Trybuna opisywała m.in zjazd miejski partii w Śremie, gdzie mimo braku kworum podejmowano wiążące decyzje. Później w ramach walk frakcyjnych pozbawiono funkcji wszystkich zwolenników burmistrza. Do podobnych gier proceduralnych doszło również podczas wyborów na zjeździe miejskim partii w Poznaniu.
Na powtórny zjazd w Śremie, "Trybuny" nie wpuszczono. Gazeta skarży się, że o powiatowym zjeździe w Poznaniu dowiedziała się post factum a o terminie zjazdu miejskiego w stolicy Wielkopolski poinformowano ją nieoficjalnie.

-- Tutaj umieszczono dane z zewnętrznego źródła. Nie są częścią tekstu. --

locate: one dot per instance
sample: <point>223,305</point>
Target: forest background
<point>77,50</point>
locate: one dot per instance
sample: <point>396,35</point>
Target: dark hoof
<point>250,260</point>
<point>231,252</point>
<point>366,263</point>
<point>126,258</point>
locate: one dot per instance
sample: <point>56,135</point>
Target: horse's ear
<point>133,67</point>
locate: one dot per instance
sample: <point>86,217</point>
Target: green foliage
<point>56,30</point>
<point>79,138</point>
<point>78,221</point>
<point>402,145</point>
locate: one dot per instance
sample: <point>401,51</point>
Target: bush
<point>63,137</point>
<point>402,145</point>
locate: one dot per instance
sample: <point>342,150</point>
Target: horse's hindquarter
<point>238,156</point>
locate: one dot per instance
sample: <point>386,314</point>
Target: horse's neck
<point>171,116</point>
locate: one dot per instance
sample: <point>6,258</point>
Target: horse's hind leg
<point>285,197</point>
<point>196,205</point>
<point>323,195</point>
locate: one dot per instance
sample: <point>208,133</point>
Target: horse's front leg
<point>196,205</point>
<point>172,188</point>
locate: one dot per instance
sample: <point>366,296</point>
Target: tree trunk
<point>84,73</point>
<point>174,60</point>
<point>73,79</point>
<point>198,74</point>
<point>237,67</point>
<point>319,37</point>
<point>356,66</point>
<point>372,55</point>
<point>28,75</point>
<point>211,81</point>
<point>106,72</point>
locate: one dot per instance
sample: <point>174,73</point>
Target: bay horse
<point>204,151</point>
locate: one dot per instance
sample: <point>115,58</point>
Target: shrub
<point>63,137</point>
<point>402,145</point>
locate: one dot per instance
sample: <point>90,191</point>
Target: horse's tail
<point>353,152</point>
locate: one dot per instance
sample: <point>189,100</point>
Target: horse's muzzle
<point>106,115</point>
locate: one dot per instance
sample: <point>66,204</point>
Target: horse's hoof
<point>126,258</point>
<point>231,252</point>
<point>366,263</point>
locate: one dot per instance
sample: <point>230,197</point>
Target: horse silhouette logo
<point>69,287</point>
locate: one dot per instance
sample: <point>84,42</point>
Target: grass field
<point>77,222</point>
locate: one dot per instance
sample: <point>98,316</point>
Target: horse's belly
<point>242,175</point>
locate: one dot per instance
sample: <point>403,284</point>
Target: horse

Trybuna pisze, że podczas poznańskiego zjazdu zaprezentowano m.in. pytania, problemy i wnioski zgłaszane na zebraniach kół SLD już po wyborach parlamentarnych. "Członkowie SLD - czytamy w tym dokumencie - krytycznie oceniają pierwsze posunięcia nowego rządu (...). Sojusz powinien zdecydowanie i energicznie (...) domagać się zmiany polityki rządu, która powoduje narastanie w społeczeństwie masy krytycznej, grożącej niekontrolowanym wybuchem (...)".